Muralist Kent Twitchell Restores East Hollywood Landmark

All my life, while driving, biking or walking along Fountain Avenue, I’ve always seen it:  The image of a mustachioed old man on a wall with wavy, spaghetti-like white hair staring in a gaze towards the east.

Many people have (understandably) mistaken the man for 20th century scientist Albert Einstein. But somehow I’ve always known it wasn’t him, though the real identity of The Man On The Wall still eluded me. Until today.

While headed to a nearby vacuum repair shop, I saw a couple people working on the mural, so I had to talk to them for answers. I not only got my answer, but I got quite a bunch of stories too.

“Are you the artist?” I asked the bearded, grey-haired man pulling out jars of paint from the trunk of his car. “Yes, I am,” he replied, almost matter-of-factly, with a hint of pride yet devoid of pretense.

It turns out during conversation this man was none other than muralist Kent Twitchell, who has emblazoned his iconic imagery on walls around Los Angeles for the past four decades. He painted the towering image of the L.A. Chamber Orchestra overlooking drivers on the Harbor Freeway on a Downtown parking garage, as well as many other murals. By far his most famous work was “The Freeway Lady” mural in Angelino Heights that overlooked the 101 freeway for years (since decimated by tagging, unfortunately). When he mentioned that to me I was about to kneel down and bow to the guy. I almost felt guilty that I hadn’t known his name before, but fortunately his down-to-earth demeanor kept that from being an issue.

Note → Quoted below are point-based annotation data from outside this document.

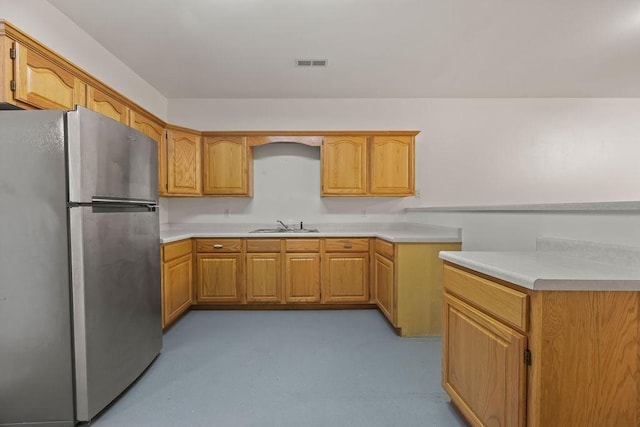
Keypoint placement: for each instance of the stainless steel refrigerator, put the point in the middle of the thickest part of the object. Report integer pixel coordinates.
(80, 315)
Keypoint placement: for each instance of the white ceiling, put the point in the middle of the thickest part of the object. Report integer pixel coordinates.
(375, 48)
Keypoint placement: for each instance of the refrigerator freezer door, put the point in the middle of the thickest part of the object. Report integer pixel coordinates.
(109, 160)
(115, 254)
(36, 383)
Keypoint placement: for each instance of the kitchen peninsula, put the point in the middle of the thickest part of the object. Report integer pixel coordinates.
(393, 266)
(543, 338)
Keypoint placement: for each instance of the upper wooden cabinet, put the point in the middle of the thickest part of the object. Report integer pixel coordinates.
(227, 166)
(344, 165)
(41, 83)
(392, 166)
(377, 165)
(154, 129)
(183, 162)
(107, 105)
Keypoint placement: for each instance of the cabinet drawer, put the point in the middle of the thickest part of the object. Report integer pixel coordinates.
(346, 245)
(302, 245)
(384, 248)
(498, 300)
(219, 245)
(263, 245)
(176, 249)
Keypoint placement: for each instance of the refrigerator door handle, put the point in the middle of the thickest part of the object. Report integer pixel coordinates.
(112, 200)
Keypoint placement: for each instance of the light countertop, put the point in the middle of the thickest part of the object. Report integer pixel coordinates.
(558, 264)
(393, 232)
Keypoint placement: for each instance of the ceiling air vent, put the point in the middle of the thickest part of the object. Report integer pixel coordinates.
(311, 62)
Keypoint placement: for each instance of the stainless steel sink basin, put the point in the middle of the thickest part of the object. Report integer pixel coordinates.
(284, 230)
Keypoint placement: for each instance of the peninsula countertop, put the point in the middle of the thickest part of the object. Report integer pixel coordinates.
(558, 264)
(397, 232)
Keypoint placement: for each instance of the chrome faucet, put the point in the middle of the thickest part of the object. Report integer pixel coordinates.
(285, 226)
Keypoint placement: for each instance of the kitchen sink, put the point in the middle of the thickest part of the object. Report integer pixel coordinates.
(284, 230)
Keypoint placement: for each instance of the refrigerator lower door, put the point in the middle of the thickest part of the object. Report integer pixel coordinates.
(36, 386)
(115, 267)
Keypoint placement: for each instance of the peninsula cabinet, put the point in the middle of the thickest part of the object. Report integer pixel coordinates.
(183, 162)
(220, 271)
(42, 83)
(407, 285)
(227, 166)
(519, 357)
(302, 270)
(345, 270)
(177, 280)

The East Hollywood mural on the southwest corner of Kingsley and Fountain avenues smack dab in front of us is actually of actor Strother Martin, best known for this line from the 1967 movie Cool Hand Luke:

Twitchell described Martin as “One of the great character actors of the 1960s” and was such a big fan of Martin, he began to paint the mural in September of 1971 (the mural is two months older than me!).

“I loved Strother Martin, it was the hippie days, I was sympathetic [to his characters],”  Twitchell said.

Eventually, the actor saw the mural and struck up a 9-year friendship with the muralist until Martin’s death in 1980. The actor even posed for a headshot image of himself that was originally painted towards the left of the original mural (since blackened out). I guess you can say mural art was the social networking of the 1970s.
The mural has been restored and repainted over the years, assisted by the Mural Conservancy of Los Angeles. It was originally done with enamel paint and was re-done with acrylics. Today’s version was last restored circa 2003. This time around, Twitchell and his son Artie are painstakingly restoring the mural back to its original 1970s look, with the help of  a newly-formulated anti-graffiti fluid (a milk-like substance in a plastic jar labeled, “Invisi-Seal Protect”) and gel designed by someone who lives in the same Downtown L.A. apartment building where the artist lives.

“You just put some on, and the graffiti just wipes right off,” said Twitchell.

The artist said that the anti-graffiti fluid and gel haven’t yet been marketed. Perhaps this might be a successful solution to vandalism and blight one day.

Out of the corner of my eye I spotted a bumper sticker seen through the back window of Twitchell’s car:
No way!!!

I briefly told him about my community organizing activities and that I had designed the bumper sticker. He told me it was given to him by a local businessowner that turned out to be a friend of mine, Mino Jegalian, who is aiming to turn the former Grasshopper Bar on Fountain and Normandie into a combination coffeehouse/beer & wine pub.

“I’ve always considered this neighborhood to be ‘East Hollywood,’” said Twitchell, who was based in Echo Park for most of his career until the 1994 Northridge Earthquake. “This neighborhood has always had a unique character…it’s one of my favorite neighborhoods in L.A.”

Awesome. Likewise, I told him that his Strother Martin mural is a neighborhood landmark, an artistic gem. As we exchanged contact info, he asked me to sign the “I <3 East Hollywood” bumper sticker. I was flattered nevertheless. I should be asking an artist like him to sign something.

As I left him to finish his mural restoration, I reflected on what an awesome moment it was to have a conversation with one of this city’s most renowned and celebrated muralists, especially sharing some of the stories behind his work. Every picture tells a story, the saying goes. But I would hasten to add that every mural tells a thousand more.